Government officials in the Democratic Republic of Congo have welcomed the recommendations contained in a new United Nations committee report on the exploitation of the country's natural resources, but they say the measures will be very difficult to implement.
Top officials in Congo's mining ministry, including Minister Eugene Diomi Ndongala, have voiced their support for the recommendations issued by the special U.N. panel on exploitation of Congo's mineral wealth.
A first draft of the panel's report, released this week, recommends the break-up of Congo's state-run mining company Gecamines, largely a copper and cobalt producer, and the country's biggest diamond mining company, MIBA, which is 80 percent held by the government.

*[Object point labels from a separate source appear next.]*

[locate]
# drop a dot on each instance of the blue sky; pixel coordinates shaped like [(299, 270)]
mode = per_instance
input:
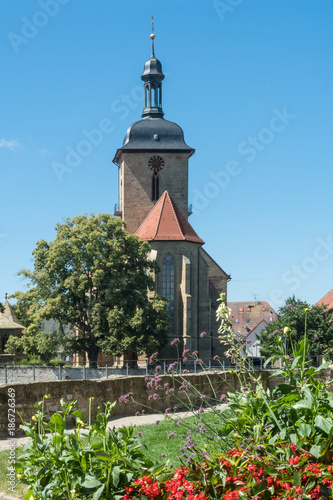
[(249, 81)]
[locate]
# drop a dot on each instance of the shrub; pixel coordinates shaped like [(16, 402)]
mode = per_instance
[(76, 465)]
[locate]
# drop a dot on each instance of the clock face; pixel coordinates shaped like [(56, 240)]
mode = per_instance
[(156, 163)]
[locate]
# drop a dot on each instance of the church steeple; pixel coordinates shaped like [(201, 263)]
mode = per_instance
[(152, 77)]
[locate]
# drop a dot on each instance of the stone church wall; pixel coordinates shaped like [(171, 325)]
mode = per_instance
[(136, 189)]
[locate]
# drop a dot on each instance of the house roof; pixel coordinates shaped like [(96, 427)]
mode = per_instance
[(166, 222), (8, 319), (249, 315), (327, 300)]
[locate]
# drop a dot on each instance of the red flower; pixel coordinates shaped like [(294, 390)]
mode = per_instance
[(286, 486), (233, 495)]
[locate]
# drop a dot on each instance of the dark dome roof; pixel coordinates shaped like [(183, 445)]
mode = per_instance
[(154, 134)]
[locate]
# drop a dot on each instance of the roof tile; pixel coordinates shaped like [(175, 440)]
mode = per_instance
[(166, 222)]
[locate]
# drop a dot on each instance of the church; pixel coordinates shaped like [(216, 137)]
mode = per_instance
[(153, 201)]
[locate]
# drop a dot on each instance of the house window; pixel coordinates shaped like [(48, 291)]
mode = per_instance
[(169, 283)]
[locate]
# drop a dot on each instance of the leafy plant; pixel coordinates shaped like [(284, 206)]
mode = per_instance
[(88, 462)]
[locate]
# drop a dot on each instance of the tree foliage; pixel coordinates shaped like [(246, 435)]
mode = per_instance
[(291, 314), (94, 277)]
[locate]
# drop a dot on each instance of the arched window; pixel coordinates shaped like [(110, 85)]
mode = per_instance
[(155, 191), (169, 284)]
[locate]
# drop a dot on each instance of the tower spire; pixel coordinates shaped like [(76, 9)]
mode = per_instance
[(152, 36), (152, 78)]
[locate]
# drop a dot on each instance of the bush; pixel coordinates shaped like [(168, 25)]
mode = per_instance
[(77, 465)]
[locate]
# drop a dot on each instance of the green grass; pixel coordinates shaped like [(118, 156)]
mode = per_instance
[(156, 439)]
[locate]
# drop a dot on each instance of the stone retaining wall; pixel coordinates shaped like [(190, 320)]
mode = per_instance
[(16, 374), (26, 394)]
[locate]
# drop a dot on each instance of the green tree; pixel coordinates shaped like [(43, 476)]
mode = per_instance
[(291, 314), (94, 277)]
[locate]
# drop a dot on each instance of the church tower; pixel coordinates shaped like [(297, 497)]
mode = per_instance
[(154, 156), (153, 201)]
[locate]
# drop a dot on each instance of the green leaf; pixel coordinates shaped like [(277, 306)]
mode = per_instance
[(84, 464), (115, 475), (284, 388), (256, 432), (303, 404), (325, 424), (28, 495), (88, 481), (103, 456), (295, 362), (305, 430), (98, 493), (297, 479), (293, 438), (322, 367), (316, 451)]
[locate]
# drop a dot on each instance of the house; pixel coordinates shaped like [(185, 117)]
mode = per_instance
[(248, 319), (327, 300), (9, 325)]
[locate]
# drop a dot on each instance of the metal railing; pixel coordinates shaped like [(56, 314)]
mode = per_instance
[(11, 373)]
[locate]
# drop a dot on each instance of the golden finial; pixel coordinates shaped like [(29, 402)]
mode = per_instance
[(152, 36)]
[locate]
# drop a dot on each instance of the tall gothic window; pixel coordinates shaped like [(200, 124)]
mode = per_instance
[(169, 284), (155, 192)]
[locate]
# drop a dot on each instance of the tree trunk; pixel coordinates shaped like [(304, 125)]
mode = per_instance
[(92, 356)]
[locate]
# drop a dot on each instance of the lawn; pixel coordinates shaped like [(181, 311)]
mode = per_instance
[(160, 447)]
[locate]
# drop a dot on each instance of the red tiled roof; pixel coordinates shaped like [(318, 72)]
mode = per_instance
[(260, 311), (165, 221), (327, 300)]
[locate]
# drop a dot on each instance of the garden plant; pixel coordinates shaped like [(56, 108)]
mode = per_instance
[(265, 444)]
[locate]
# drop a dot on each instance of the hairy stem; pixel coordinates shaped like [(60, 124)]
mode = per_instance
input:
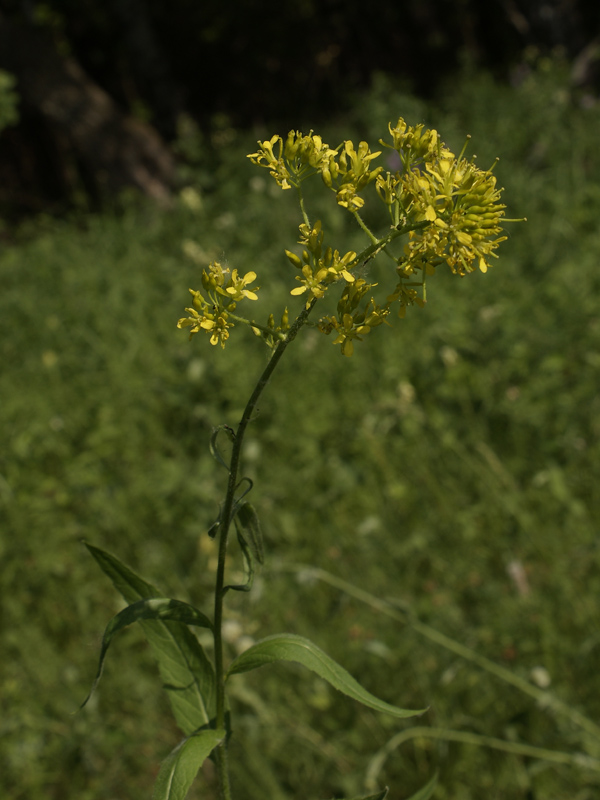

Minister Ndongala says he agrees in principle to the recommendations calling for good governance, better management and transparency in a notoriously shady business, which is courted by international mineral smugglers, influential businessmen, arms dealers and corrupt government officials.
But the minister acknowledges that he is powerless to reform Gecamines and MIBA without complex legislation first going through the country's new parliament, which has yet to announce its own budget.
In an interview, Minister Ndongala also said that under the new World Bank mining code, both Gecamines and MIBA officials have the right to negotiate and sign contracts for their businesses.
An earlier draft of the U.N. panel report said the two companies had contracts with people and companies engaged in illegal and unethical business practices. But forcing the two firms to break the contracts would likely result in hefty legal fees and business losses.
The U.N. panel subsequently removed parts of the report that named specific companies and individuals it claimed were involved in illegal or unethical activities. However, the final panel report does link illegal activity in Congo's mining sector to arms smuggling and the country's five-year civil war, which officially ended in July although violence continues.
Meanwhile, top officials of Gecamines have complained that thousands of tons of copper concentrate have gone missing in the last three months. While state officials are negotiating the return of the minerals, they are simultaneously being accused of organizing their disappearance and working alongside foreign businessmen closely connected to the ministry of mines. Meanwhile, MIBA has insisted on keeping up its contracts with diamond companies it depends on to do business.
Congo's civil war ruined the mining sector's infrastructure and left it open to illegal mining operators and amateurs. The mining ministry estimates that more than $450 million worth of diamonds are smuggled out illegally each year.
Meanwhile, Congo's legal mineral production has dropped dramatically since the 1980s. Copper production used to be half a million tons a year. It now stands at just 20,000 tons a year.